W Rosji narasta pesymizm. Jeśli jeszcze we wrześniu aż 61 proc. obywateli uważało, że sprawy w kraju idą w dobrym kierunku, to dziś ten odsetek wynosi ledwie 43 proc. (dane pochodzą z Levada Center, uznanego i niezależnego ośrodka badania opinii społecznej).

Reklama

Jednak owe alarmistyczne dane i raporty należy czytać, pamiętając o rosyjskiej specyfice. Wskaźniki socjologiczne co prawda lecą w dół, ale dotyczy to w minimalnym stopniu poparcia dla ludzi rządzących krajem.
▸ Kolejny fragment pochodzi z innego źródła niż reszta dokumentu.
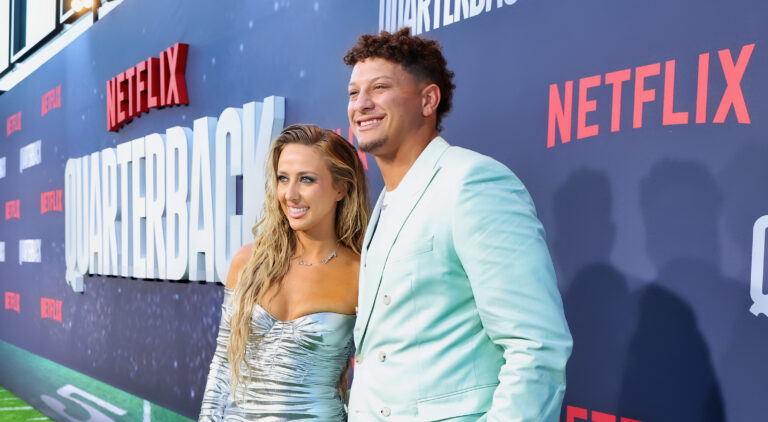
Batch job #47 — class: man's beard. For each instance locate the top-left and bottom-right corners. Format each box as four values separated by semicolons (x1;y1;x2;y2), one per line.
357;136;388;155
W grudniu 76 proc. Rosjan uważało, że prezydent Miedwiediew dobrze sprawuje swój urząd. Premierowi Putinowi - realnemu władcy Rosji - ufało aż 83 proc. Nawet rząd - tradycyjnie obdarzany relatywnie najmniejszym zaufaniem - ma mniej więcej stały odsetek przeciwników: około 36 proc. Ograniczone zaufanie do rady ministrów zresztą jest i Miedwiediewowi, i Putinowi na rękę. W razie czego będzie można "ściąć" głowę kilku ministrom i pokazać, że to doradcy byli źli, a carowie byli i pozostaną dobrzy.
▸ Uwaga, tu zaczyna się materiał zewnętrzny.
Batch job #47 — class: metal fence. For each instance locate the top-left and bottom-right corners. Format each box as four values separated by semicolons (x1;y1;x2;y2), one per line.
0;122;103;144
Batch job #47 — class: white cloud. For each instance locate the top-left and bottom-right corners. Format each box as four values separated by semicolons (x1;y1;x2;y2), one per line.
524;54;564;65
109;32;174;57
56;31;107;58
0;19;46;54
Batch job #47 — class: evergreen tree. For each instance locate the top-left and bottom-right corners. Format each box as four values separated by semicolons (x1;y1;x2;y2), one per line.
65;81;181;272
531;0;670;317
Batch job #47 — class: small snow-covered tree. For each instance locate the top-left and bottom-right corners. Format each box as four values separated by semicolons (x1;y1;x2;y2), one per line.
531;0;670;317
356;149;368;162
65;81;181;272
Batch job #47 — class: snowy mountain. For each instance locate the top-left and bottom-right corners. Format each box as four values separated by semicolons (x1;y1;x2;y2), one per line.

Mamy więc typowy rosyjski paradoks, który nam, Polakom, trudno zrozumieć. Bo skoro jest źle, to dlaczego nasi sąsiedzi nie mają ochoty buntować się przeciw władzom? - Nie mamy waszego buntowniczego genu - żalił mi się kiedyś pewien rosyjski socjolog. To prawda. Kiedy w 1998 r. doszło do potężnego kryzysu finansowego, w wyniku którego setki tysięcy ludzi potraciło oszczędności, nie było żadnego masowego ruchu protestu. Jedynie kilkuset górników rozbiło namioty w Moskwie przy Garbatym Moście. Wytrzymali do zimy, a potem jak niepyszni rozjechali się do domów.

Skoro nie buntowali się wtedy, to czy będą buntować się dziś? Nie sądzę. Rosja przeżywała ostatnio tłuste lata i odczuł to niemal każdy obywatel. Trudno się dziwić, że w społeczeństwie dominują uczucia wdzięczności wobec "dobrej, silnej kremlowskiej władzy". Spotęgowane słabością, a właściwie nieistnieniem opozycji. Wspierane przez medialną hurrapatriotyczną kampanię: "Nareszcie liczą się z nami i się nas boją. Nareszcie Rosja jest silna".

Ale skoro jest "tak dobrze", to skąd kremlowski raport na temat przygotowań do kryzysu? Bo dla rosyjskich władz groźne jest wszystko, nad czym nie mają pełnej kontroli. W czasach, gdy w byłym imperium szalały kolorowe rewolucje, Kreml założył potężną organizację młodzieżową Naszi. Cel był prosty: jeśli na ulicach pojawią się jakieś demonstracje, oni mieli natychmiast zorganizować kontrdemonstracje, tyle że większe.

Doskonałym przykładem może być nienawiść Kremla do egzotycznej partii Narodowych Bolszewików. Jej aktywiści wciąż skazywani są na wieloletnie wyroki łagru. Są groźni, bo są dla władzy nieprzewidywalni. Nie mają żadnych układów z establishmentem więc nie mają nic do stracenia. Dlatego nie boją się rozwiesić antykremlowskiego transparentu na budynku w centrum Moskwy albo, o zgrozo, rozrzucać ulotek, gdy przemawia Putin. A nieprzewidywalnych władza nie toleruje.

Dziś Miediwediew i Putin muszą być przestraszeni kryzysem. Wiedzą, że rosyjska gospodarka będzie na niego szczególnie podatna: ceny surowców energetycznych gwałtownie spadły, mimo lat prosperity nie przeprowadzono znaczących reform. Rosyjscy carowie mają świadomość, że odpowiedzialność za to spada właśnie na nich. Wolą więc dmuchać na zimne.